En ce qui concerne l'éducation artistique et culturelle (EAC), le rapport souligne que les établissements les plus défavorisés sont les plus éloignés de l'objectif du "100% EAC à l'école" : 55% des collégiens en éducation prioritaire ont bénéficié d'au moins une action en la matière, contre 64% dans les autres établissements. Ici, le rapport préconise la présence d'un référent en EAC dans chaque établissement scolaire afin, entre autres, d'améliorer l'accompagnement des établissements scolaires dans la mobilisation de la part collective du pass Culture.
… les activités périscolaires en soutien
Complémentaires des activités scolaires, les activités périscolaires "ont connu un développement important, notamment du fait de la réforme des rythmes scolaires et la fréquentation des temps périscolaires, qui proposent aux élèves des activités de loisirs éducatifs". Toutefois, "le taux de fréquentation des accueils périscolaires diffère selon le lieu de vie et l'environnement social et familial de l'enfant". Par ailleurs, "la qualité du contenu des loisirs éducatifs proposés, leur adaptation à l'âge des enfants accueillis et les conditions de leur accueil" diffèrent selon les territoires. Le rapport affirme même que "s'ils sont de mauvaise qualité, ces temps peuvent alors devenir anxiogènes".
La recommandation du rapport prend alors des allures de synthèse : "Consacrer dans la loi l'obligation, pour les collectivités territoriales, d'établir un projet éducatif territorial [PEDT, actuellement facultatif, ndlr] pour organiser des activités périscolaires adaptées aux spécificités locales, accessibles financièrement pour les familles, permettant l'inclusion de tous les enfants et dont la qualité d'accueil garantit leur épanouissement par le recrutement de personnels dûment formés à cet effet."

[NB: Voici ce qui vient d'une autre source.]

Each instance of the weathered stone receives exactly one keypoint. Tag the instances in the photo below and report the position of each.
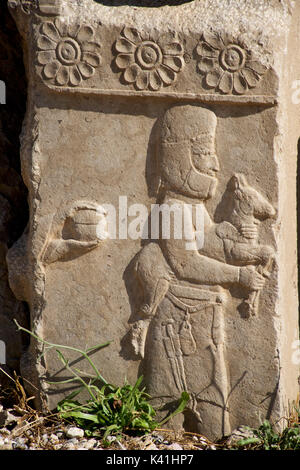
(13, 203)
(190, 106)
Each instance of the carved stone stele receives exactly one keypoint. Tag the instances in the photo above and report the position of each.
(189, 111)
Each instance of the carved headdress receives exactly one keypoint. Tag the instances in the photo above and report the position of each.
(182, 127)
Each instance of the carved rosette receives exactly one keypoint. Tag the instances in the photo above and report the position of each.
(227, 65)
(146, 63)
(26, 5)
(68, 54)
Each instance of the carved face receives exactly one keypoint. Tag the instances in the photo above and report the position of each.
(204, 159)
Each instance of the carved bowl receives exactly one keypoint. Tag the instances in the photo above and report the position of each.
(83, 225)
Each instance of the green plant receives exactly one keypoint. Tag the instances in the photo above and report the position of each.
(266, 438)
(110, 409)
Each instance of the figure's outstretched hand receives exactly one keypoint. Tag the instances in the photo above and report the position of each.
(251, 279)
(249, 231)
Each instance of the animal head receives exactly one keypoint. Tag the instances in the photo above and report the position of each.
(247, 201)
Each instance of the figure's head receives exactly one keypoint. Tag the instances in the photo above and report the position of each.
(188, 158)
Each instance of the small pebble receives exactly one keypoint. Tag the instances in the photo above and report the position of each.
(89, 444)
(74, 432)
(19, 443)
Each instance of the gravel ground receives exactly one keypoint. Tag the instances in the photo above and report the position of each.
(22, 429)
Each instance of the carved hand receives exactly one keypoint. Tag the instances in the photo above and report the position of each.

Aménager les cours d'école
Au chapitre de l'aménagement des écoles cette fois, les collectivités territoriales sont encore invitées à conduire, en lien avec les élèves, un travail de réaménagement des cours de récréation pour permettre une mobilité et des usages mixtes et garantir la présence d'espaces et d'équipements adaptés à des pratiques physiques et sportives variées. Le rapport demande aussi d'adapter l'espace public à l'exercice d'activités physiques et sportives en développant un urbanisme propice aux déplacements actifs et de faciliter l'accès à pied et à vélo des enfants à l'école en développant des zones piétonnes sécurisées à proximité des établissements scolaires.

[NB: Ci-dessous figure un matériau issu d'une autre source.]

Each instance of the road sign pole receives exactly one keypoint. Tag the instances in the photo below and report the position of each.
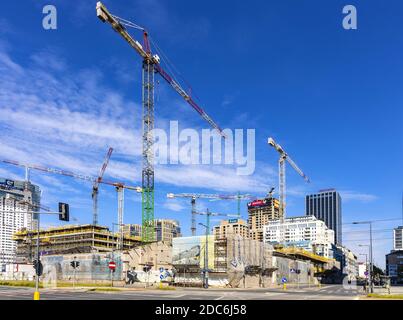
(74, 277)
(36, 293)
(111, 278)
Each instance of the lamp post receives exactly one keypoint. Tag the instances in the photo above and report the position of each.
(371, 276)
(205, 269)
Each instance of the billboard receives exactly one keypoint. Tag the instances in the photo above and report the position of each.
(190, 251)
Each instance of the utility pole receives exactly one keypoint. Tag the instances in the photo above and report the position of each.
(371, 259)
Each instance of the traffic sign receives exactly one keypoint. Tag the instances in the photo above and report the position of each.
(112, 265)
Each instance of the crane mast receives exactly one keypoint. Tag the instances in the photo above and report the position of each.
(150, 66)
(95, 188)
(194, 196)
(282, 177)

Parmi les autres recommandations du rapport – qui en compte trente –, on note la volonté de développer l'éveil culturel, artistique et moteur des tout-petits dans les Maisons des 1.000 premiers jours ou dans les lieux de loisirs, culturels et sportifs (bibliothèques, ludothèques, musées, opéras, conservatoires, piscines, gymnases, etc.), et d'assurer le financement public des associations réalisant des interventions ludiques et artistiques auprès des enfants malades et hospitalisés.